I began writing this post on May 18, 2010. It was just a couple of song lyrics I never got around to explaining. But here's the story.
In 2010, my birthday fell on a Friday. I gathered my friends at the Seven Grand for an evening of making this face.
Also this face.
Also this face.
And of course this one.
And this one.
I had fun that night. Even when we had to drive all around Downtown trying to find the forgotten spot where Jessie had parked her car. I had fun even though the weeks leading up to that night had been filled with confusion and consternation. And the night before had been filled with being broken up with by phone over a problem that wasn't actually the problem. In such cases, the problem at issue is seldom the actual problem. Even then, I knew that. Instinctively. Anyway, that night, I put all of that out of my head and had my birthday, because it was my birthday and fuck all that other nonsense. And I was wearing that vintage dress I had bought at Shake Rag, and Beulah even had fun running the pool table for a while.
The rest of that weekend, Beulah stuck around and kept me company. We went to see Iron Man 2. We went to some of our favorite places. One of which is Happy Six in West L.A. And while we were shopping for the cute there, I heard an Owl City song for the first time. And even though it sounded kind of stupid and poppy, there was a line that stuck out to me and made me want to sit by myself somewhere where no one would see how ashamed I was of being sad over the stupid loss of something that never was.
I spend my coldest nights alone, awake and thinking of the weekend we were in love.
Later that summer, I put that song on a mixtape. That day, I bought a silver jacket. Here is a picture of half of it.
I took this picture on another day that ended in sadness and shame. This time involving a meet-up at Swingers that should never have happened. I did get my Breaking Bad DVDs back that night, though. So.
Around that time, I came across a Psapp song that also ended up on a mixtape, on account of this:
Don't make me a chapter. I want to be the whole of your book.
And then I heard Orange Shirt by Discovery, and it was these lyrics that mattered:
Sleep on the train to Tokyo. Google yourself when you get home.
All this love that you're keeping. And me I've got a crush.
I put that song on a mixtape, too. Jessie was in my car when we were driving to the City Attorney's office the week after my birthday to deal with other nonsense, and when it started playing, she said, "What's this?" And it sounded like what she meant to say was, "What the fuck is this?" But I don't know. I sometimes think some of my friends think I'm so square, they don't believe it if I mention any singer outside of Fred Waring.
And then there's the Gomez song that came about as close to being one of those "this is our song" songs as it could have. And then there's that Yeah Yeah Yeahs song. The playlist is long. And now that playlists are no longer limited by the amount of tape on the spools, I just append and append. The songs keep getting written. And the lyrics keep making me want to make ill-advised phone calls and just play songs into people's voice mails in a very postmodern-Say Anything kind of way. There's that Shiny Toy Guns song. And that Salem Al Fakir song. And that Manchester Orchestra/Grouplove song that Beulah got me hooked on. There are all of these songs that I really like but prefer to skip when they come up in the mix. Because it's all well and good to feel something, but I'd like to be just a tiny bit in control, please, okay?

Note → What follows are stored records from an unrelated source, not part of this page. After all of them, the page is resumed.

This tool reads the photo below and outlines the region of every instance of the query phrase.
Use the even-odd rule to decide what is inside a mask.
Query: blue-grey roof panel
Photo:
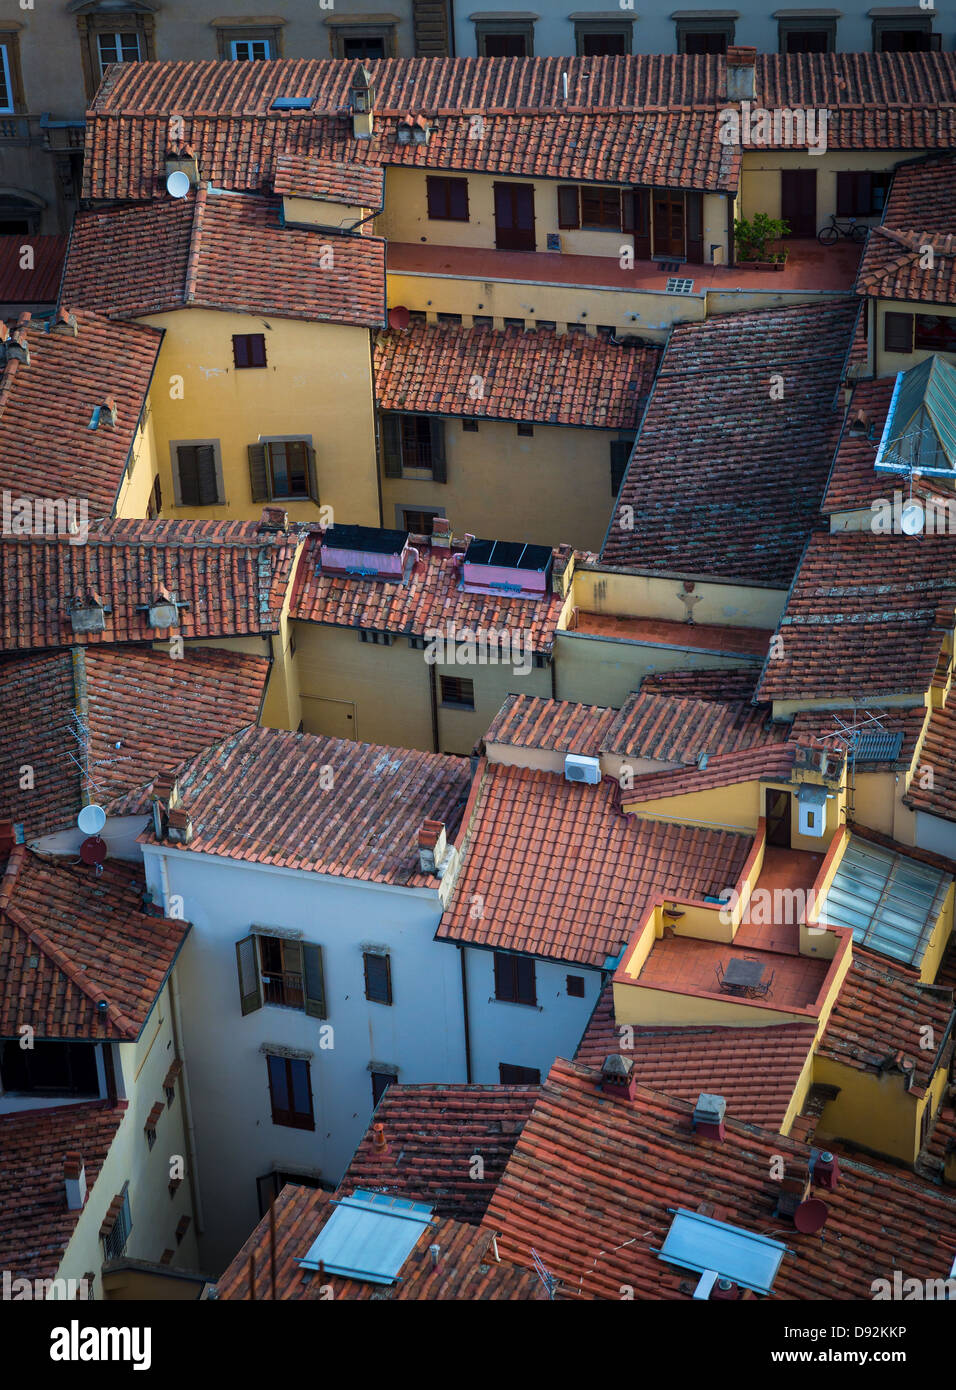
[[[335,1204],[299,1265],[313,1270],[321,1265],[326,1274],[393,1284],[431,1225],[432,1210],[425,1202],[356,1189]]]
[[[769,1293],[786,1253],[778,1240],[679,1207],[658,1258],[698,1274],[715,1269],[741,1288]]]

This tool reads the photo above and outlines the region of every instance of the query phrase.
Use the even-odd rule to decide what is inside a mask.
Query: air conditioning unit
[[[568,753],[564,760],[564,776],[568,782],[587,782],[593,786],[601,780],[599,758],[585,758],[580,753]]]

Anyway, if I can admit to once having my heart broken by an Owl City lyric, well, there's a lot more you can do is all I'm saying. On our deathbeds, we will curse the many things we were ruled by. I guarantee it.
It's very, very late in New York City, where I am sitting up very, very awake in my hotel room, allowing this old iPod to play playlists from years ago. If you need an explanation, that is why.
1 comment:
I guess sometimes I still read you... with a wistful kind of smile.